Bolder-dash writes:
I suspect we weren't hunter gatherers for much longer than we were waring pillagers, or wine drinking sports fans.
I'm not sure exactly what you are saying would be coming before hunter-gatherers, as the only other option that comes to mind is starvation. It seems appropriate to think that prior to the rise of civilization all our ancestors human or otherwise were probably hunter-gatherers, scavengers, or something of the like.
The point I was getting at is that the origins of some of our basic behaviors need not have originated with humans at all. After all, evolutionarily the vast majority of ourselves are other species.
For instance, lets suppose that we have a 95% genetic similarity to our progenitor ape ancestors. If we can see apes sacrificing themselves to protect their ape family members, why should we assume that the soldier who leaps on a grenade to save a fellow soldier far genetically removed gets that behavior from their 5% human DNA? It could very well have developed with fish for example and just hung around thereafter.

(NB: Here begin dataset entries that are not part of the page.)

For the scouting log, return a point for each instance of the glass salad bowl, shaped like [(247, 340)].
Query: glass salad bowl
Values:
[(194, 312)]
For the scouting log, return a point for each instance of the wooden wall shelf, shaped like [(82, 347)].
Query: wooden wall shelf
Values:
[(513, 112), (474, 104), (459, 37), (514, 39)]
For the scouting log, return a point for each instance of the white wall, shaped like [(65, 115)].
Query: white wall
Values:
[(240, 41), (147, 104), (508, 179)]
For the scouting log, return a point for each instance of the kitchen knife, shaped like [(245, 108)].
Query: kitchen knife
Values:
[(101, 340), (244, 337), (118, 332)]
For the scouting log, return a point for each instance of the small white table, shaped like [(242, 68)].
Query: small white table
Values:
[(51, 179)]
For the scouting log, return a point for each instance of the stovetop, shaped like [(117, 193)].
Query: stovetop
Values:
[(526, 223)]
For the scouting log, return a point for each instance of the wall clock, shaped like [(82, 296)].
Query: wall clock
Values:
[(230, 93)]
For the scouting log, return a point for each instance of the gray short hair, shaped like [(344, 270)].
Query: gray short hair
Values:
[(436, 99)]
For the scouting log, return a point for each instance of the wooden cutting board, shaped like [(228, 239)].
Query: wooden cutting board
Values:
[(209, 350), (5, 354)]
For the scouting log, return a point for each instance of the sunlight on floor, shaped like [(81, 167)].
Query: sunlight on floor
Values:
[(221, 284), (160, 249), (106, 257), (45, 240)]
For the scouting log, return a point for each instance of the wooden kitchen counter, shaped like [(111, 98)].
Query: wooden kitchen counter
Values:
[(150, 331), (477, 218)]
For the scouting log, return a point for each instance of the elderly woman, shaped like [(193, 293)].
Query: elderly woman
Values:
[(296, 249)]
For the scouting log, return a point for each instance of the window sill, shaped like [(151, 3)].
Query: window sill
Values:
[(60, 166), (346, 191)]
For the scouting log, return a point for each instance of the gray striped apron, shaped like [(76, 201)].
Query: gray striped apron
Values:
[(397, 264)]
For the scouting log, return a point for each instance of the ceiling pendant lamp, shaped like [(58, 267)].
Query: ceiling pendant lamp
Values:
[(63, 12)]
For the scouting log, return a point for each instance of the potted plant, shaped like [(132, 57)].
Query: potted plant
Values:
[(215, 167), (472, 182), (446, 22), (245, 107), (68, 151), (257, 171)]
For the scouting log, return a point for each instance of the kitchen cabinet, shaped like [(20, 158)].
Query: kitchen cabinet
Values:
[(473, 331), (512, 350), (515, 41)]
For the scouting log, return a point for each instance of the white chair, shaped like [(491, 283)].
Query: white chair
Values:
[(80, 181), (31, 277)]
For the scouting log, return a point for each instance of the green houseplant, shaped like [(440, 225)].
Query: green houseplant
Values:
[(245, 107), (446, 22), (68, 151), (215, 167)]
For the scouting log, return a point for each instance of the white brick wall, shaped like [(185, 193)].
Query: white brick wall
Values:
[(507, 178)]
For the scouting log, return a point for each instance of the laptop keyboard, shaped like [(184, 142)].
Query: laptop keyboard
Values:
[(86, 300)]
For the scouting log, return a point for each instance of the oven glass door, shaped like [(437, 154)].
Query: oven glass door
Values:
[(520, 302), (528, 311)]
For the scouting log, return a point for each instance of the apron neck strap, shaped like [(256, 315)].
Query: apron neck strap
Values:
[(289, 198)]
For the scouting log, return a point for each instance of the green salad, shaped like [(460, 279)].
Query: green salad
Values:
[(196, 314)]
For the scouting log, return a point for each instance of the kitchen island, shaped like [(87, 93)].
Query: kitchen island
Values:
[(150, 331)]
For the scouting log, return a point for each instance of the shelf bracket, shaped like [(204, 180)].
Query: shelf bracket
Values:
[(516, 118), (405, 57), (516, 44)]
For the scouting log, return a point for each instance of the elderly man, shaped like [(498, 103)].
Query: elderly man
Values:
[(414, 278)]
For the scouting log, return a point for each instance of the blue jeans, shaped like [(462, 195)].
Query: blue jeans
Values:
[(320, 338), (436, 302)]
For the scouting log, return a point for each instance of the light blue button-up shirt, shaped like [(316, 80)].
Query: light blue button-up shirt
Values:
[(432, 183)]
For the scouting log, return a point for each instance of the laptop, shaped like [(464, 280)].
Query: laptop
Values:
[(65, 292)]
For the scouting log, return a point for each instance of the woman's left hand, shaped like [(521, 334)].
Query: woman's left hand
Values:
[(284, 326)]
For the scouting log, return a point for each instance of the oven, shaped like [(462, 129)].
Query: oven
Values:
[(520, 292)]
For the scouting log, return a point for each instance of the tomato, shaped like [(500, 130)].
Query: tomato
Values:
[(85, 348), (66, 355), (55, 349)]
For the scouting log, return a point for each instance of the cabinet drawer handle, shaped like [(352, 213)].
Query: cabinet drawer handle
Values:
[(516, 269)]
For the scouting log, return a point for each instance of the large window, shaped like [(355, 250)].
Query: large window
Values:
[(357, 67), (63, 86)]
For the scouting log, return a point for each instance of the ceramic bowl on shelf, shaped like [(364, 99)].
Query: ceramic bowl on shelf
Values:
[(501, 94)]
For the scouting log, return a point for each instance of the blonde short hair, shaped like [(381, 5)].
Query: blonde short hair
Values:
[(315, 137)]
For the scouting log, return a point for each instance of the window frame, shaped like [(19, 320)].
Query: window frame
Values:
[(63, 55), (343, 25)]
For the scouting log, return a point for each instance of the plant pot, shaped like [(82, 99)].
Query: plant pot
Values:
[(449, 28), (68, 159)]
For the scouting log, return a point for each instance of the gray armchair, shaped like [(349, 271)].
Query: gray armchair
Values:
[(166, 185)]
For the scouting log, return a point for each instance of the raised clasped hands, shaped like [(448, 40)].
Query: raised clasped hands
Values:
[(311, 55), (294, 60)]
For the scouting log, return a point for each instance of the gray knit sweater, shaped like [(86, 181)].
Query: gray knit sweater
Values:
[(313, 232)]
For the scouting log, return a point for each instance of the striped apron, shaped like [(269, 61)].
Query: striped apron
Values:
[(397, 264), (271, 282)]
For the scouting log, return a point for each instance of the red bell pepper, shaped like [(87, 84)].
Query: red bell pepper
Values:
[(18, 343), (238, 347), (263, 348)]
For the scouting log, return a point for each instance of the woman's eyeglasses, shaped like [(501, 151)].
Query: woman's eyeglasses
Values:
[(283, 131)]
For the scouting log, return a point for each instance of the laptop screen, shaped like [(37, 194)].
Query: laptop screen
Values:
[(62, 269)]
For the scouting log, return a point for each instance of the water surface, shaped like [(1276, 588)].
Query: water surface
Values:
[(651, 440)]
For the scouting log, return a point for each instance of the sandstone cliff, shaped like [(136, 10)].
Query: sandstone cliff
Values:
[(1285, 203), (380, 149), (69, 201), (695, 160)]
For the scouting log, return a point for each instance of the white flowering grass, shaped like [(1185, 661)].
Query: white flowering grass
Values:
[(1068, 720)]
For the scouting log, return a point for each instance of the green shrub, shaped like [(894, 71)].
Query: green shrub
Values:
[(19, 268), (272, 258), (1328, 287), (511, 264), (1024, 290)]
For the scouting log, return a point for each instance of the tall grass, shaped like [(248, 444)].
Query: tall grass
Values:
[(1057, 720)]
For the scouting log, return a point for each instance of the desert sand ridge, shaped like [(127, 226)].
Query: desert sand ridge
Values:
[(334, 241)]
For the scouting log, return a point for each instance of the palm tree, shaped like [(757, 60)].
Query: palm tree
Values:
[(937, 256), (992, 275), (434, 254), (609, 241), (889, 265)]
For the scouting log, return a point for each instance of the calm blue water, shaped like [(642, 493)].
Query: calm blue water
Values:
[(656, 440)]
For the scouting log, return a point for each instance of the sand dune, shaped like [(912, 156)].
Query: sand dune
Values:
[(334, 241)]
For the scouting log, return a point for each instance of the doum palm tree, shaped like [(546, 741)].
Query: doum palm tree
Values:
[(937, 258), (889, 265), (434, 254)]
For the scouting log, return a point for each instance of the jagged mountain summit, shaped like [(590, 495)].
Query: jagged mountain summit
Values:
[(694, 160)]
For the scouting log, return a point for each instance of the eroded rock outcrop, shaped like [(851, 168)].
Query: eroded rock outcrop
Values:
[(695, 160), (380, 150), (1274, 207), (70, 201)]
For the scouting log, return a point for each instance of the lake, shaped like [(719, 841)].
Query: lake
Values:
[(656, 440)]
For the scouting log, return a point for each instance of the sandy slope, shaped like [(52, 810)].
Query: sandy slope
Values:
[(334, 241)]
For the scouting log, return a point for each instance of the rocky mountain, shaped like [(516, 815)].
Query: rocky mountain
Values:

But to summarize some of the points made in this thread already:
We have not established that altruism is selected for, mainly due to a rather fuzzy definition of altruism itself. Are bees altruistic by having stingers and the will to use them? If it is a genetic imperative, does it stop being altruism? Is an instinct for mutual defense that happens to get someone killed altruism?
Until we can adequately describe altruism the question isn't really able to be addressed.